В формировании новой режиссерской манеры сыграли свою роль и фильмы Трюффо. О фильме, где сыграл Лео еще подростком, Божович пишет: «В фильме «400 ударов» разобщенность маленького героя, тринадцатилетнего Антуана Дуанеля, с миром взрослых выступает как главный источник драмы. Антуан – не просто персонаж, он «лирический герой», выразитель авторского отношения к миру. Заключительный эпизод фильма имеет значение развернутой метафоры. Вырвавшись из детской колонии (куда его сдали родители), Антуан бежит к морю. Мотив моря проходит через фильм как романтическая мечта, как предчувствие освобождения. И вот оно открывается перед героем за полосой безлюдного осеннего пляжа –пустынный, унылый водный простор. Антуан заходит по колено в набегающие белесые волны. А камера в этот момент стремительно приближает к нам стоп-кадр его растерянного, вопрошающего лица…Путь закончен, дальше некуда.

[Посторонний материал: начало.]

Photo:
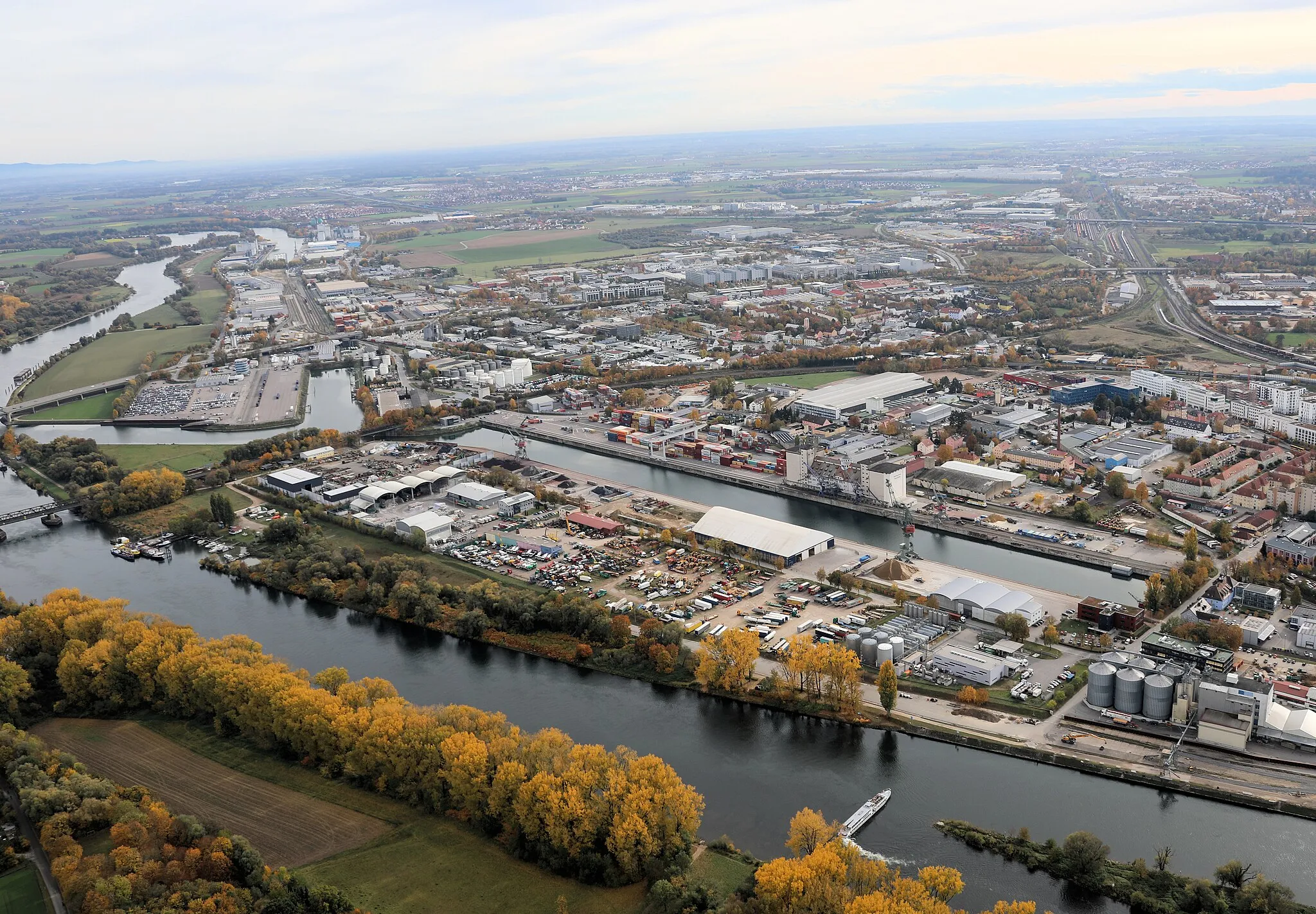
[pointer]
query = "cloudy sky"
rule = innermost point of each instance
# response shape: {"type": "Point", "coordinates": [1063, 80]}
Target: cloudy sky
{"type": "Point", "coordinates": [237, 80]}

Не этот ли финал потом цитировал Лоран Буттона в минифильме, снятом на песню Милен Фармер «Разочарованные»?
Потом Трюффо продолжил снимать взрослеющего Лео.  Он появляется в «Украденных поцелуях» (1968), «Семейном очаге» (1970), «Американской ночи» (1973). Эти произведения складываются как бы в единый цикл, посвященный психологическим и моральным трудностям жизни современного молодого француза. Среди работ Лео в фильмах Трюффо есть и проходные работы. Так, совсем беспомощной на фоне фильмов о любви от Акиро Куросавы, Анджея Вайды и других мастеров мирового кино, выглядит короткометражка Трюффо.
А есть ли внутренняя связь фильмов с участием молодого Лео и этим, с агонией, красотой распада и декаданса?
Нищий и король – так можно условно  озаглавить первую и, нет, конечно, не последнюю роль Лео, но в этих кадрах Серра удалось добиться почти полного отождествления актера и его умирающего героя.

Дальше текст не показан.